What did his 2019 season look like? After having started all 14 of Memphis’ games at right guard the previous season, Woodard was asked to yet again change positions heading into his senior campaign: after beginning his career at left (2016-17) and right guard (2018), the Tigers’ coaching staff moved him to the center position. He did bring some experience at the position to the table from his time as a backup early during his sophomore season, but other than that had little center reps on his résumé.
The move still worked out, though, as Woodard took the change in stride and remained a core member of one of the most productive offenses in the entire nation in 2019. All in all, he started all 14 of Memphis’ games at the center position. And as he did the previous three years, he once again proved his durability along the way by being on the field for 928 of a possible 992 offensive snaps (93.5%) and not leaving the field at all in 10 contests. The veteran lineman later was named to the second All-AAC team for his performance.

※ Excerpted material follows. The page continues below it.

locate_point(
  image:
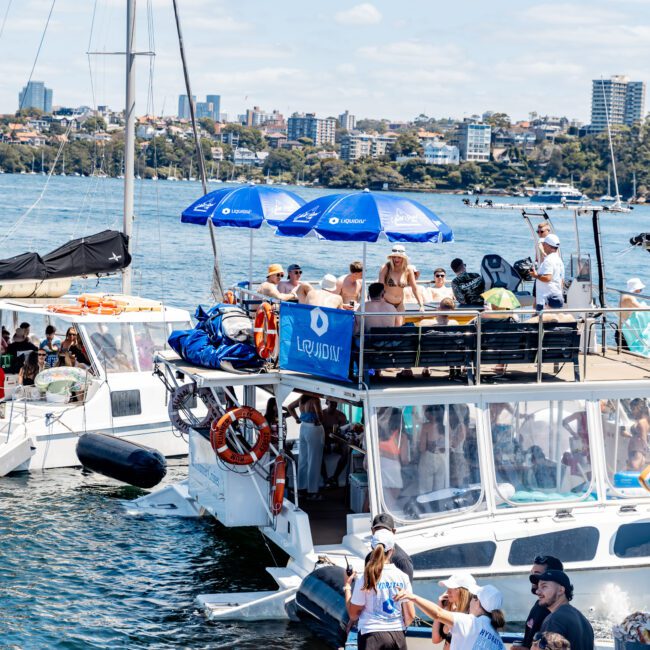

One of the steadiest players in all of college football, Woodard therefore ended his career with the Tigers on a positive personal note despite the team losing its bowl game appearance — the fourth straight year that happened. Despite his individual success, however, he was neither invited to the Senior Bowl nor the NFL’s scouting combine; Woodard entered the draft process flying under the radar a bit.
What is his projected role? When the Patriots drafted Woodard in late April, they added him to an interior offensive line that was set at the top with starters Joe Thuney, David Andrews and Shaq Mason all set to resume their roles in 2020. Barring any injury atop him on the depth chart, the 22-year-old is therefore projected to serve as a versatile backup option capable of filling all three spots similar to free agency departee Ted Karras.
What is his special teams value? With the exception of Andrews, the Patriots usually like to employ their offensive linemen in the kicking game as well. Woodard does not project to be an exception during his rookie season: if he is able to make the team’s 53-man roster and later game day squads, he should receive regular special teams snaps as a member of New England’s protection units on both field goal and extra point attempts.
Does he have positional versatility? Woodard brings considerable experience at all three interior offensive line positions to the table from his time at the University of Memphis, and therefore projects to be used in a similar fashion at the next level: he started 14 games each at center and right guard as well as 24 additional contests at left guard. His size will prohibit him from also being trained at tackle like Joe Thuney, for example, but his versatility is still at a high level.
What is his salary cap situation? Shortly after the Patriots brought him aboard through the draft, Woodard signed a standard four-year rookie contract with the team. As part of this deal, he is currently on New England’s books with a salary cap hit of $24,331 — the entirety of his fully guaranteed 2020 signing bonus proration. If he survives roster cutdowns, however, this number will jump to $634,331 via addition of his $610,000 salary.
What is his roster outlook? While he did hear his name called on draft day and has all the makings of a versatile interior backup, Woodard is far from a lock to make the Patriots’ 53-man roster this year. After all, he is facing some tough competition in the form of Hjalte Froholdt, Jermaine Eluemunor, Najee Toran and fellow rookie Michael Onwenu. If he fails to stand out against this group of players, Woodard may have to aim at a practice squad spot.